Development

Setup

Follow the following directions for cloning the repository and installing requirements.

What you’ll need

  • Git
  • GitHub account
  • Working internet connection
  • Python 3.6, 3.7, or 3.8 installed
  • Pipenv for managing dependencies and virtual environments

You can find more details on setting up these tools and other common issues in Setup Help.

Clone the Repository

Note: If you’re interested in setting up and managing a group of scrapers for your area, follow these instructions for our City-Bureau/city-scrapers-template repo instead.

These steps are the same, regardless of which option below you choose.

1. Fork the repository

This can be from the repo for the local City Scrapers project you’re working on or City-Bureau/city-scrapers.

2. Clone the fork to your local machine

$ git clone https://github.com/YOUR-USERNAME/city-scrapers.git

3. Change directories into the main project folder

$ cd city-scrapers

Install dependencies

Pipenv is package management tool for Python which combines managing dependencies and virtual environments. It’s also designed to be compatible with Windows. Other tools like virtualenv and virtualenv-wrapper can be used, but our documentation will only refer to Pipenv since it’s quickly being adopted as the standard for Python dependency management.
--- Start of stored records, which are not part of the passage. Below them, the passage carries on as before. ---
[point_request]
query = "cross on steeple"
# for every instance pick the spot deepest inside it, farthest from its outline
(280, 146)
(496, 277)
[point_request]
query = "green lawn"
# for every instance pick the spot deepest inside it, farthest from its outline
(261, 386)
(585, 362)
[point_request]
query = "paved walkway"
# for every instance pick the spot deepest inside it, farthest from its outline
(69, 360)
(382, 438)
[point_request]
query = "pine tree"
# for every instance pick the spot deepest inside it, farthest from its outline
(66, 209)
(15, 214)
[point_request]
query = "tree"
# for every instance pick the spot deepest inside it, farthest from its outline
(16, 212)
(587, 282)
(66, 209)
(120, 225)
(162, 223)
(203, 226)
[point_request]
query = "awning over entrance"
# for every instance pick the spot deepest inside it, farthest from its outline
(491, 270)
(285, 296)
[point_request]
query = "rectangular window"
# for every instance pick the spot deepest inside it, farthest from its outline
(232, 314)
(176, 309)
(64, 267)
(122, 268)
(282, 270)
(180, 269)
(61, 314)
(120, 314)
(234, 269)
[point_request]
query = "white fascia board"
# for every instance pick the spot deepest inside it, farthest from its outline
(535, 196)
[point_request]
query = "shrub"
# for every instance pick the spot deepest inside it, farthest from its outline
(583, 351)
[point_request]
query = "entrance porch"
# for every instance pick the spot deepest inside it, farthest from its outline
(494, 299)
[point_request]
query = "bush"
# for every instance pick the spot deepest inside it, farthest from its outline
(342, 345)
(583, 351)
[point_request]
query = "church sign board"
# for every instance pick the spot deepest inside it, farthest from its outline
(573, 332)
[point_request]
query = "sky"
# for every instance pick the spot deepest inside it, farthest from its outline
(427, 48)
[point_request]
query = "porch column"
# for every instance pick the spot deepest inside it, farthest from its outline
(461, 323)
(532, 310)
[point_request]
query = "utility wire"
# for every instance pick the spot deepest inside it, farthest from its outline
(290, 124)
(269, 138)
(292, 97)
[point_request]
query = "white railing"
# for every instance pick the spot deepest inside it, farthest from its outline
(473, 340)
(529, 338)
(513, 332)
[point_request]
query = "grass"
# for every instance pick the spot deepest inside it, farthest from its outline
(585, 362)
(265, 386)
To setup an environment with Pipenv, run:

$ pipenv sync --dev --three

Then, you can activate the virtual environment by running:

$ pipenv shell

after which all of your commands will be in a virtual environment. You can exit this environment by running exit, or by entering CTRL+D.

Alternatively, you can prefix commands with pipenv run. Here’s an example that will run the Chicago Public Library scraper:

$ pipenv run scrapy crawl chi_library

Contribute

Ways to contribute

There are many ways to contribute to this project: coding a spider (webscraper), building infrastructure, improving documentation, hosting in-person code evenings, and participating in technical discussions in Slack about code and design choices. Request an invite to our Slack by filling out this form.

The best way to familiarize yourself with the code base is to build a spider. Follow the installation and contributing-a-spider sections below to get started. Reach out on Slack for support.

Familiarize yourself with how we work

Please read the project’s CONTRIBUTING.md file to learn about how we use GitHub to manage the project and our pull request policy.

Spider Setup

1. Find an open issue to work on

First, find an issue labeled “help wanted” within the project’s issue tracker. Any issue without the “claimed” label is fair game. Add a comment indicating that you’re interested in the work, and once a maintainer has replied and marked the issue “claimed” you’re good to go.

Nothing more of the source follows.